Everything in this site is original, copyright protected material.
The following demonstration allows you to see with your own eyes
how data is being compressed.
NOTE: html5 required. This is a beta version. Please send me your comments or notify me if you encounter bugs: firstname.lastname@example.org
Step #1: Type English text here
Or use the given example: the first verses of Edgar Ellen Poe's Annabel Lee.
Step #3: Click "Compress: Full" button to start compression
Step #4: Read explanation here
How it works
The compression above uses the Toy Compression Algorithm (TCA), an algorithm made especially for educational purposes and especially for Zutopedia. It works as follows.
Take a look at this example text:
THE FATHER OF ALBERT AND THE MOTHER OF ALBERT ARE TOGETHER AGAIN
It has 64 characters (including spaces). We marked in green all the appearances of the string "THE". As you can see, it appears five times. This is a lot, which is typical of the English language. However, the letter Q is missing altogether. So why not switch?
Q FAQR OF ALBERT AND Q MOQR OF ALBERT ARE TOGEQR AGAIN
The text is now only 54 characters long. We saved 10 characters. You might say we compressed it a little. However, in order to be able to decompress it later, we need to make a comment of what we've done:
Q FAQR OF ALBERT AND Q MOQR OF ALBERT ARE TOGEQR AGAIN|THE,Q
We appended a comment in the end, using special characters "|" and ",". The comment tells us we switched "THE" and "Q". When we want to decompress it, we simply switch back all Qs to "THE", according to the comment. The comment itself costs 6 characters, so now we're at 60 characters. This is still shorter than the original!
We can repeat the same trick again. Notice the string "OF ALBERT" appears twice, while the letter "X" doesn't appear at all. So we can make another switch, and add another comment:
Q FAQR X AND Q MOQR X ARE TOGEQR AGAIN|THE,Q|OF ALBERT,X
This shortened our text to 56 characters.
So this is how TCA works: it searches for strings that appear frequently on the one hand, and letters or short strings that are missing on the other hand. It then performs the most cost effective switch. It repeats this until no further cost effective replacements can be found.

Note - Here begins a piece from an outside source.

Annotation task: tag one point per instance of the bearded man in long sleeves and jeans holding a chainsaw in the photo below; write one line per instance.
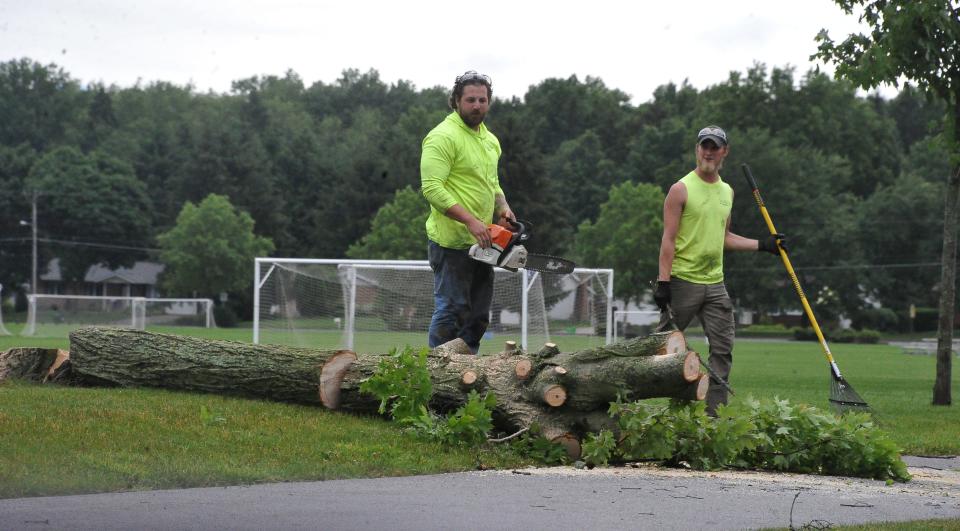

How do real compression algorithms work?
Real algorithms use the same principle: they exploit frequent patterns in the input data. In contrast with TCA, they don't just recode the frequent patterns. They recode everything. Imagine for example that the letter Q appears once in a text. We can recode it with some long string "XYBADZDA". This frees up Q to be a code for a pattern that appears frequently in the text.